Zwei junge Menschen begegnen sich auf einer griechischen Insel, sie gucken sich einen Moment zu lange in die Augen und schon ist es um sie geschehen. Leonard und Marianne werden sich ihr Leben lang nicht verlieren. Er wird nur wenige Wochen nach ihr sterben, und er wird ihr, kurz vor ihrem Tod, den schönsten Liebesbrief schreiben.

Leonard Cohen befand sich immer wieder auf einer "Journey into the dark" - und dabei gab es doch so viel Licht in seinem Leben. Allein das Licht auf der Insel Hydra, das sich im fast weißblonden Haar seiner Freundin und Muse Marianne Ihlen gefangen hat, würde reichen, um ein Jahr am Stück ganz Berlin "City-of Lights"-artig zu illuminieren. Aber Leonard war ein Außenseiter - und ist es, trotz großer Erfolge und Niederlagen und Wiederauferstehungen, wahrscheinlich immer geblieben. In "Marianne & Leonard" erzählt der britische Dokumentarfilmregisseur Nick Broomfield nun die Liebesgeschichte des Ausnahmesängers und seiner norwegischen Muse.
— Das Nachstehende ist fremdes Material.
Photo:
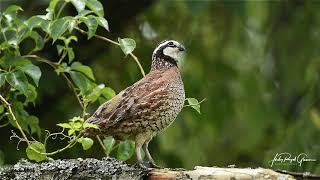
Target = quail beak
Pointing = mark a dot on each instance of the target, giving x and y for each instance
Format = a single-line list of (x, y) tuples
[(181, 48)]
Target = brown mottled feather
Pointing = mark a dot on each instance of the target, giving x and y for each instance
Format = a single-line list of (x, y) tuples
[(130, 106)]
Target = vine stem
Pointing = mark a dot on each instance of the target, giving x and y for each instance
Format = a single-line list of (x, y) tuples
[(195, 104), (118, 44), (54, 66), (14, 118), (101, 144)]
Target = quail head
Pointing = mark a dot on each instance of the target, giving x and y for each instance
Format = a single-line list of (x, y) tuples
[(148, 106)]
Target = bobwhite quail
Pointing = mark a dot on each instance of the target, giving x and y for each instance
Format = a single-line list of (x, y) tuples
[(147, 107)]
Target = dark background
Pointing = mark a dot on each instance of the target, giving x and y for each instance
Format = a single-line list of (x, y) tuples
[(256, 63)]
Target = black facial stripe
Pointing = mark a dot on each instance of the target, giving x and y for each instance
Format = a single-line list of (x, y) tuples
[(160, 55)]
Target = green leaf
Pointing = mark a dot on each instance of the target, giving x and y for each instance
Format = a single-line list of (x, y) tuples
[(34, 155), (76, 118), (91, 23), (2, 79), (84, 13), (108, 93), (37, 21), (81, 81), (33, 71), (71, 131), (59, 26), (76, 125), (2, 158), (18, 81), (11, 12), (37, 39), (70, 54), (127, 45), (77, 66), (31, 94), (85, 142), (52, 6), (60, 49), (79, 5), (194, 103), (64, 125), (95, 94), (1, 109), (33, 122), (95, 6), (108, 143), (125, 150), (63, 67), (12, 9), (89, 125), (10, 60), (103, 22)]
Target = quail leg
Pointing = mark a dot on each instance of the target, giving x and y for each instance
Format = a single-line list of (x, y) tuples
[(149, 157), (139, 157)]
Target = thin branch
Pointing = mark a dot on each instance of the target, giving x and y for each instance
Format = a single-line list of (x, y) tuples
[(55, 66), (204, 99), (101, 144), (115, 43), (8, 106), (4, 125)]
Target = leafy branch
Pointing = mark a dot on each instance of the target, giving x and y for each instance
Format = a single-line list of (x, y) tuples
[(127, 49)]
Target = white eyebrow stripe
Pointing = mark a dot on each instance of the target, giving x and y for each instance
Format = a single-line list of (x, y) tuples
[(159, 46)]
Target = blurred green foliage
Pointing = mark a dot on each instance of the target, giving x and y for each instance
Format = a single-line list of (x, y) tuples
[(256, 63)]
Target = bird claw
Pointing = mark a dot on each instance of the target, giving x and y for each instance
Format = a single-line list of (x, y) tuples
[(148, 165), (152, 164)]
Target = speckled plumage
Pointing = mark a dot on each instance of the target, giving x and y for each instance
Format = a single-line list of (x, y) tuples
[(148, 106)]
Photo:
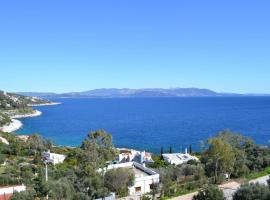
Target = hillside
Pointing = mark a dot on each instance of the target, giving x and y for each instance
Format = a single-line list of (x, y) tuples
[(14, 104), (126, 92)]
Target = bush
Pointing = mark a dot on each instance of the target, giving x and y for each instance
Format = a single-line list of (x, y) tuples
[(25, 195), (210, 192), (252, 191)]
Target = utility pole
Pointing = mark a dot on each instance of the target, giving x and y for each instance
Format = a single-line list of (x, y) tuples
[(46, 174)]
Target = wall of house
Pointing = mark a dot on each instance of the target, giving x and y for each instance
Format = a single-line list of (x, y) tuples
[(144, 183)]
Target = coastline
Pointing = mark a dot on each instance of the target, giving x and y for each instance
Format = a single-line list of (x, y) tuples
[(11, 127), (45, 104), (16, 124)]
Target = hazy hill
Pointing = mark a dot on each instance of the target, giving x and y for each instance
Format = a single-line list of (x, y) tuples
[(125, 92)]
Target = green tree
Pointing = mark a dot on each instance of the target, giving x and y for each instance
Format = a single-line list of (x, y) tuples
[(61, 189), (252, 192), (24, 195), (97, 149), (218, 158), (118, 180), (210, 192)]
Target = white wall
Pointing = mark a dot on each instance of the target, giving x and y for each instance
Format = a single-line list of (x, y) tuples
[(10, 190)]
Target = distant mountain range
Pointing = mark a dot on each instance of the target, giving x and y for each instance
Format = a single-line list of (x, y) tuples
[(146, 92)]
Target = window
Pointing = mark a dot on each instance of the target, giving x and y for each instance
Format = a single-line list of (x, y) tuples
[(138, 189)]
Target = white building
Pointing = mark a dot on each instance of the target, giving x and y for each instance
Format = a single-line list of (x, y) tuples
[(7, 192), (144, 178), (178, 158), (54, 158), (131, 155)]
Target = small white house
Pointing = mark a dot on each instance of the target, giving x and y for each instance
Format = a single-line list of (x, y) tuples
[(131, 155), (145, 178), (178, 158), (53, 158)]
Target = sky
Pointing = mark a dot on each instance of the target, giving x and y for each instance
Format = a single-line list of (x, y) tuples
[(62, 46)]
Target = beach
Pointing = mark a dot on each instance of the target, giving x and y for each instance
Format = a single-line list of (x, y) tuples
[(16, 124), (45, 104), (13, 126)]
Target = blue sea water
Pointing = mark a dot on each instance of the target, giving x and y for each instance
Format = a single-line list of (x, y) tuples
[(152, 123)]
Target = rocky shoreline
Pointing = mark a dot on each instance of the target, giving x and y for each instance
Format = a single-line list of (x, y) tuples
[(16, 124), (45, 104), (13, 126)]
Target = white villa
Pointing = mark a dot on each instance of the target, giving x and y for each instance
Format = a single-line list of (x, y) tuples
[(7, 192), (131, 155), (53, 158), (178, 158), (144, 177)]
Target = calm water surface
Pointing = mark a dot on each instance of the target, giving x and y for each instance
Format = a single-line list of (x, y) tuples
[(152, 123)]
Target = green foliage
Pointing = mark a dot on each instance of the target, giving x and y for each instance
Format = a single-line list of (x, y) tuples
[(61, 189), (118, 180), (158, 162), (255, 175), (29, 194), (210, 192), (219, 158), (252, 192), (97, 149)]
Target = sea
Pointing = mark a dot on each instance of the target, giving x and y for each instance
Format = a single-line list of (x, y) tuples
[(152, 123)]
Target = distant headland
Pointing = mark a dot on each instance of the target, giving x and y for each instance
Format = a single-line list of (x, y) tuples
[(144, 92)]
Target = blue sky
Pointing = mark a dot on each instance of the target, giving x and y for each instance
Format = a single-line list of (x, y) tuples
[(63, 45)]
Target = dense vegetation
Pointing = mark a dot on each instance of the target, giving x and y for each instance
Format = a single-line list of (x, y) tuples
[(227, 153), (78, 177)]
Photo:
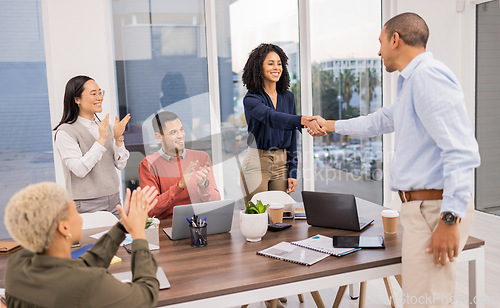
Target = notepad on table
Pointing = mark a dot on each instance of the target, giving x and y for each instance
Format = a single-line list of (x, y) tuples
[(323, 244), (292, 253)]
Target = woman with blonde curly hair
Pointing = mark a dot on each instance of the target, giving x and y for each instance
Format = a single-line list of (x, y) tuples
[(44, 220)]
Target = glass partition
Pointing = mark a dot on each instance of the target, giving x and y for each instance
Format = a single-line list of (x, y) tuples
[(161, 64), (487, 111)]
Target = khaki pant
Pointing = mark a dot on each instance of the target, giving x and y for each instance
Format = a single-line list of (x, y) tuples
[(426, 284), (263, 171)]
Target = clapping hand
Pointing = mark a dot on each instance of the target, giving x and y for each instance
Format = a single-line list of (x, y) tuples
[(119, 127), (103, 130), (135, 211)]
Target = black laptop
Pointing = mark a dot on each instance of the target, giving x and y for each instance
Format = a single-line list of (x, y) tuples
[(332, 210)]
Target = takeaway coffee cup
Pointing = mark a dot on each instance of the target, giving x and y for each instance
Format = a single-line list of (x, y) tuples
[(390, 221), (276, 212)]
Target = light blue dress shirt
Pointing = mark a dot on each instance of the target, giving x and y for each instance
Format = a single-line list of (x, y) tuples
[(435, 147)]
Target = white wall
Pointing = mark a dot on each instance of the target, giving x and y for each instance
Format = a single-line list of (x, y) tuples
[(78, 41)]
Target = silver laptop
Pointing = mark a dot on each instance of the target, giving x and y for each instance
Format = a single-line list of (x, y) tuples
[(331, 210), (160, 275), (219, 218)]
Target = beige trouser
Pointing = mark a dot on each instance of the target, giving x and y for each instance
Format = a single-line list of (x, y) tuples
[(425, 284), (263, 171)]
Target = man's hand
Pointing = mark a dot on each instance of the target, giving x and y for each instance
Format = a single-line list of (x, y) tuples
[(103, 130), (188, 173), (292, 185), (313, 127), (202, 174), (444, 242)]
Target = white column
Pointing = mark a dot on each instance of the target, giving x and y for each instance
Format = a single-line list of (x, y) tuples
[(213, 90), (306, 92)]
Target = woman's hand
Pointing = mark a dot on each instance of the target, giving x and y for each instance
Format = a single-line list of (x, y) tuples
[(103, 130), (292, 185), (314, 125), (135, 211), (119, 127)]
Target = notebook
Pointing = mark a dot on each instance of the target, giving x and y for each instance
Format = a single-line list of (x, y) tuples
[(323, 244), (219, 218), (287, 252), (332, 210), (126, 277)]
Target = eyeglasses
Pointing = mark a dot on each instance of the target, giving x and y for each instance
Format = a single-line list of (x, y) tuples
[(95, 95)]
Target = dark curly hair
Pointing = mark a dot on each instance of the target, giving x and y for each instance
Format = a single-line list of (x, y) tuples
[(252, 73)]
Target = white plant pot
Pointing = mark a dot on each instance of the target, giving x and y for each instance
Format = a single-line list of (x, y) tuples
[(253, 226)]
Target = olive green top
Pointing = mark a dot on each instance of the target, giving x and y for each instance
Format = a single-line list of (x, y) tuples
[(35, 280)]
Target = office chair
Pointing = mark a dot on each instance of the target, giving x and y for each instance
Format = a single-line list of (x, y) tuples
[(362, 292)]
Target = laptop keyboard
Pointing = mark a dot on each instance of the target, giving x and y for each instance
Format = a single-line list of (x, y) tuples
[(363, 222)]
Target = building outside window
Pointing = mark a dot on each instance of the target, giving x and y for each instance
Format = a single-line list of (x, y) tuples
[(347, 82)]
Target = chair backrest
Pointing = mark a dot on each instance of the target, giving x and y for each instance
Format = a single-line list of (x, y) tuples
[(98, 219), (273, 196)]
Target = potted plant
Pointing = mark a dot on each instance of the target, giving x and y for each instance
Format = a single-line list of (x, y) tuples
[(253, 221), (152, 233)]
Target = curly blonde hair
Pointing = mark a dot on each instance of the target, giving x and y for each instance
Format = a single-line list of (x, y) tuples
[(33, 214)]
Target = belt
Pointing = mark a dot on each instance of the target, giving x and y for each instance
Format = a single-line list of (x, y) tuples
[(424, 194)]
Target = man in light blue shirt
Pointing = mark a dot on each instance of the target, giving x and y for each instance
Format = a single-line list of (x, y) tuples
[(434, 159)]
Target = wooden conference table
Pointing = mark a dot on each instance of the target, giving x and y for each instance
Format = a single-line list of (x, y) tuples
[(228, 272)]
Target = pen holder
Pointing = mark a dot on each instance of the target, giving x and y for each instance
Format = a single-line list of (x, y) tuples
[(198, 236)]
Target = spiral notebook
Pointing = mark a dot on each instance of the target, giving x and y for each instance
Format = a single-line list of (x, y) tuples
[(324, 244), (292, 253)]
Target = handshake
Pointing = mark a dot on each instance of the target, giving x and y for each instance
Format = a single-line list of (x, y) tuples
[(317, 126)]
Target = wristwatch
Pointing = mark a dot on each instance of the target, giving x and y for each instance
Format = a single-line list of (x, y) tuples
[(450, 218)]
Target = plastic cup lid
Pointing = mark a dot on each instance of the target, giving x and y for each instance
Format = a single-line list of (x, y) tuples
[(390, 213)]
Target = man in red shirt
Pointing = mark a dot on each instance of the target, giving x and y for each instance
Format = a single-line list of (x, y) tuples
[(181, 176)]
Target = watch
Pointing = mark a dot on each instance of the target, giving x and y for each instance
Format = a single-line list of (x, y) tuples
[(205, 184), (450, 218)]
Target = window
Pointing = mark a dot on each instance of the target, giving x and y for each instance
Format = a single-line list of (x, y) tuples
[(26, 153), (487, 111), (351, 87)]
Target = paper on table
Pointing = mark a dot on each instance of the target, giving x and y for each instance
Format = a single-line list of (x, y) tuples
[(288, 252), (324, 244)]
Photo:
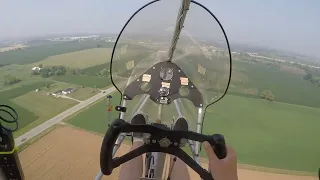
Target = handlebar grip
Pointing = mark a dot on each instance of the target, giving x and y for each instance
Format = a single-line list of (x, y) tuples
[(109, 140), (219, 144)]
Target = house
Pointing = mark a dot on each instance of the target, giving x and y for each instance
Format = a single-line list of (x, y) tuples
[(57, 93), (68, 91), (37, 69)]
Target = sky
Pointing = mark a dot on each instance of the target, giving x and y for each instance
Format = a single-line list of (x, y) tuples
[(290, 25)]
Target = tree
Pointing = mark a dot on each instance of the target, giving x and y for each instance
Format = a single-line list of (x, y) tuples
[(105, 73), (308, 76), (9, 80), (45, 72), (267, 95)]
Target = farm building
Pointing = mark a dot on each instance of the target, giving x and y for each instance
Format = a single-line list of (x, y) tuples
[(36, 69), (57, 93), (68, 91)]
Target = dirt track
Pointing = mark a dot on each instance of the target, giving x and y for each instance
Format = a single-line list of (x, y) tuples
[(72, 154)]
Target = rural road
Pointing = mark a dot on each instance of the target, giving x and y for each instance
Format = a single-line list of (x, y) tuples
[(42, 127), (60, 117)]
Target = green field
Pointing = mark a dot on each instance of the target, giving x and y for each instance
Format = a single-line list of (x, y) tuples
[(287, 87), (40, 52), (80, 59), (266, 134), (26, 116), (84, 80), (95, 117)]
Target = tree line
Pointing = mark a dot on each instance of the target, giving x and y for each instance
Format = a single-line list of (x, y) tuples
[(50, 71)]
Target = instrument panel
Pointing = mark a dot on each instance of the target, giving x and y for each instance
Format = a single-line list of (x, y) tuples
[(164, 82)]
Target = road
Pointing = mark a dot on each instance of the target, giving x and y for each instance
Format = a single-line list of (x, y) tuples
[(42, 127)]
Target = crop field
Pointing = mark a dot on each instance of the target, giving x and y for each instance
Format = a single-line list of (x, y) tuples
[(84, 80), (80, 59), (264, 133), (44, 106), (81, 93), (22, 72), (71, 154), (6, 97), (95, 117), (39, 52), (287, 87)]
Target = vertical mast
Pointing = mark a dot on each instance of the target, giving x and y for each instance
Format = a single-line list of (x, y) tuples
[(179, 25)]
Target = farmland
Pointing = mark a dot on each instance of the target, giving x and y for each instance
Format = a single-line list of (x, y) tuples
[(261, 131), (265, 133), (83, 80), (36, 107), (38, 52), (48, 159), (80, 59), (287, 87)]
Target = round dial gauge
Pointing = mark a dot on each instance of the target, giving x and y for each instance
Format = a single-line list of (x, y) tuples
[(164, 91), (166, 74)]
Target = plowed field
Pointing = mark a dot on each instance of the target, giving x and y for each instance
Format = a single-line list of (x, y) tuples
[(72, 154)]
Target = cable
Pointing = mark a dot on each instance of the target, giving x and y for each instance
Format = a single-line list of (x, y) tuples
[(170, 171), (6, 109)]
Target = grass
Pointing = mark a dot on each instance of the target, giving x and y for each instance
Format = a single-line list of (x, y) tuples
[(80, 93), (80, 59), (43, 106), (22, 72), (84, 80), (275, 135), (25, 116), (268, 134), (37, 53), (287, 87), (95, 117)]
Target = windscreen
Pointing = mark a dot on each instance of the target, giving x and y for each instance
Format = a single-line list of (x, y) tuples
[(201, 53)]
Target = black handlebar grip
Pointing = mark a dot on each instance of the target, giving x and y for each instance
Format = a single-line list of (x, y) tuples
[(219, 145), (109, 140)]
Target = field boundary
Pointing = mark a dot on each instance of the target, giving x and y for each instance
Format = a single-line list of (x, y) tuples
[(242, 166)]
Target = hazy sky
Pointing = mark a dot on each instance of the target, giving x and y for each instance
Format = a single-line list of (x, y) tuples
[(286, 24)]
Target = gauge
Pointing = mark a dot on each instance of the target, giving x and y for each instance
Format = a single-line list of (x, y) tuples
[(164, 91), (166, 74)]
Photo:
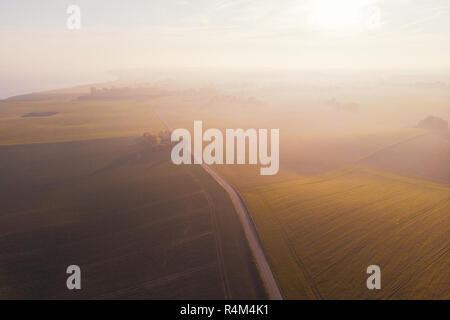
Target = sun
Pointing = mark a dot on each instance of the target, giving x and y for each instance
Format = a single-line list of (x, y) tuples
[(340, 17)]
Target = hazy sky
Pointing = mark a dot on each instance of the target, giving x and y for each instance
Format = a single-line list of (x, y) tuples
[(37, 46)]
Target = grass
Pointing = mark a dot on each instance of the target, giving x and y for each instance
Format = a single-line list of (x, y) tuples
[(322, 233), (76, 120)]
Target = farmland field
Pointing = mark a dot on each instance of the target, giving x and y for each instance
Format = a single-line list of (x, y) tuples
[(139, 227), (321, 234)]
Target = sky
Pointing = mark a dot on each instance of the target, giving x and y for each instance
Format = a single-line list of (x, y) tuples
[(37, 49)]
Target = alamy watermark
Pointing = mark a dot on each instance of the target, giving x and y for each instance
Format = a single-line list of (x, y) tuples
[(235, 140)]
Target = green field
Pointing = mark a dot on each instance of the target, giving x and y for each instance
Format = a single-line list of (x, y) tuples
[(322, 233)]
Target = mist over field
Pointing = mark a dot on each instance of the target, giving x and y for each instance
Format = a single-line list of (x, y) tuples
[(358, 89)]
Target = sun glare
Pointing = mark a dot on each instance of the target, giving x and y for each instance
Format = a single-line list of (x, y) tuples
[(341, 17)]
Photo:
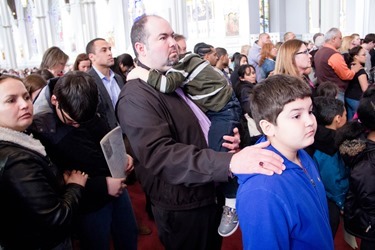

Er nimmt uns mit auf eine poetische Reise in die 60er Jahre und auf die Insel Hydra, erzählt eine bewegende Liebes- und Lebensgeschichte über einen einmaligen Künstler und die immerwährende Suche nach Inspiration mit all ihren Ups and Downs. Am 7. November 2019, dem Kinostart von "Marianne & Leonard" jährt sich der Todestag von Leonard Cohen bereits zum dritten Mal. Der Film setzt dem Sänger, dem Liebespaar und einer ganzen Ära ein Denkmal.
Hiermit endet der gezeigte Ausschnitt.